Contrairement à la plupart des politiciens s'étant montrés disposés à l'accueil des réfugiés ukrainiens en Suisse, le chef de l'UDC s'est opposé à l'aide proposée par le pays. Plus particulièrement celle accordée en faveur des immigrés installés en Ukraine et cherchant à quitter le territoire actuellement attaqué par les troupes russes.

«Il ne faut pas que des Nigériens ou des Irakiens avec des passeports ukrainiens violent soudainement des Ukrainiennes de 18 ans! Cela ne doit pas être autorisé»
Thomas Aeschi, élu l'UDC

Relayant une affaire de viol survenu le 6 mars 2022 dans un centre pour réfugiés ukrainiens à Düsseldorf, en Allemagne, le Zougois a expliqué vouloir éviter qu'en Suisse aussi, des «Nigériens ou Irakiens détenant un passeport ukrainien violent des Ukrainiennes de 18 ans». Cela avant de spécifier que le pays avait besoin de «vrais réfugiés» ne séjournant pas de manière temporaire.

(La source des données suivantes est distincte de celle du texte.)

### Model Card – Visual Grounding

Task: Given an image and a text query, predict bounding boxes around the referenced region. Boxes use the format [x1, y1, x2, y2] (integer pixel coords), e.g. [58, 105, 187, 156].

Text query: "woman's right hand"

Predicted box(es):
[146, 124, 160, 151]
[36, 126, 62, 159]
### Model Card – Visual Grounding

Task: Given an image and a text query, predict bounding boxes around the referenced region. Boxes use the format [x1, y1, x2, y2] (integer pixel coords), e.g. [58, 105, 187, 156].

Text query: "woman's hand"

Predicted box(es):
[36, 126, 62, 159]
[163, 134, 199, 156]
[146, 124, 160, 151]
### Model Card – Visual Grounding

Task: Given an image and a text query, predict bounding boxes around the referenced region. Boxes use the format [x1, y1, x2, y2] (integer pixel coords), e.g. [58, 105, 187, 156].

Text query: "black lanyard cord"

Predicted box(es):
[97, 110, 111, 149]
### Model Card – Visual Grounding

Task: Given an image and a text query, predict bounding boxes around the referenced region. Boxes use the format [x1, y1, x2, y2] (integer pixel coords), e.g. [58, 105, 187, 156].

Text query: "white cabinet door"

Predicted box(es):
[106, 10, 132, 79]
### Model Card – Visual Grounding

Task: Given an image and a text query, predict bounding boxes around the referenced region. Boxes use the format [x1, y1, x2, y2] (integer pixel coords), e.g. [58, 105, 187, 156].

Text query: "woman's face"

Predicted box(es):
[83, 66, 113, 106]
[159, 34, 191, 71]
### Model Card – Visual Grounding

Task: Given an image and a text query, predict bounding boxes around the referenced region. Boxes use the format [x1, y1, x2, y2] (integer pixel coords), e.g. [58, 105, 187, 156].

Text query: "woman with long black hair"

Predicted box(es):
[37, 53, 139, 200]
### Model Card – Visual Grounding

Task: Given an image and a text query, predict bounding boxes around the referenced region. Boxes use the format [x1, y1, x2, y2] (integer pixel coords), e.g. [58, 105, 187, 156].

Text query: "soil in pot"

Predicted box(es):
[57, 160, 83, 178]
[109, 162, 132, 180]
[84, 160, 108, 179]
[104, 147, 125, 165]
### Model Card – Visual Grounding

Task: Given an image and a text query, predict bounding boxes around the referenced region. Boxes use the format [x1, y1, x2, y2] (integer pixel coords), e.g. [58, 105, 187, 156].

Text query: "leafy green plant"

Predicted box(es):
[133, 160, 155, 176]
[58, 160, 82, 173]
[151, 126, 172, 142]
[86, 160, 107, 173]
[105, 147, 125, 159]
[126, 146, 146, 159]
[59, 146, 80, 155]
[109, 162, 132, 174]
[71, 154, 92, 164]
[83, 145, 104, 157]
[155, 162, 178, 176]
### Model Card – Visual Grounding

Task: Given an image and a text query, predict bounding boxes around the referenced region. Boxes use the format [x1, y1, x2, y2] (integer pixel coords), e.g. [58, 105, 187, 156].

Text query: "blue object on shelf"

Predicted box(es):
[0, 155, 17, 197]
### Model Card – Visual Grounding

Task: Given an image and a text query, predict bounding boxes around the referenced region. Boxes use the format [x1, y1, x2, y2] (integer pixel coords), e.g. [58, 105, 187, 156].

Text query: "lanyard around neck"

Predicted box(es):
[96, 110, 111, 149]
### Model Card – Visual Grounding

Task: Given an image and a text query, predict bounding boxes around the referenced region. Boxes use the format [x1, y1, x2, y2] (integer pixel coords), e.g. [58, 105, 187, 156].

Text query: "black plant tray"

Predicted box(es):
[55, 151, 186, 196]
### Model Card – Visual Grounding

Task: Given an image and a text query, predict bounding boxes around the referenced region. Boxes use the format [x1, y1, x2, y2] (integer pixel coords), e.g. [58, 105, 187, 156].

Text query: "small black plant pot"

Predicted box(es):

Les propos (en allemand) de l'élu UDC 👇

Vidéo: watson

Ces déclarations, dont l'extrait vidéo a été publié sur le site du Parlement, ont en quelques heures, fait le tour de Twitter. Elles ont suscité de vives réactions.

«Racisme décomplexé»

Pour la majorité des internautes, ces propos ne passent pas. Ces derniers se sont levés contre ce qui est apparu comme un «racisme décomplexé», tant de la part du parti de Thomas Aeshi, pour certains, que du Parlement, pour d'autres qui ont déploré que ce dernier ne soit pas revenu sur les propos du conseiller national.

L'incident a également été commenté par des personnalités publiques comme Léonore Porchet. Pour la députée Vert, qui s'est également exprimée sur le réseau social, la position d'Aeschi n'est pas étonnante. Elle se conforme, selon elle, à «la prise de position du groupe» auquel le politicien appartient. 👇

Ce n'est pas la première fois qu'un membre de l'UDC est dans la tourmente pour des propos jugés xénophobes, a rappelé Blick. En 2017, les anciens secrétaires généraux de l'UDC Martin Baltisser et Silvia Bär avaient été condamnés pour discrimination raciale après avoir diffusé une publicité à l'encontre de la population kosovare.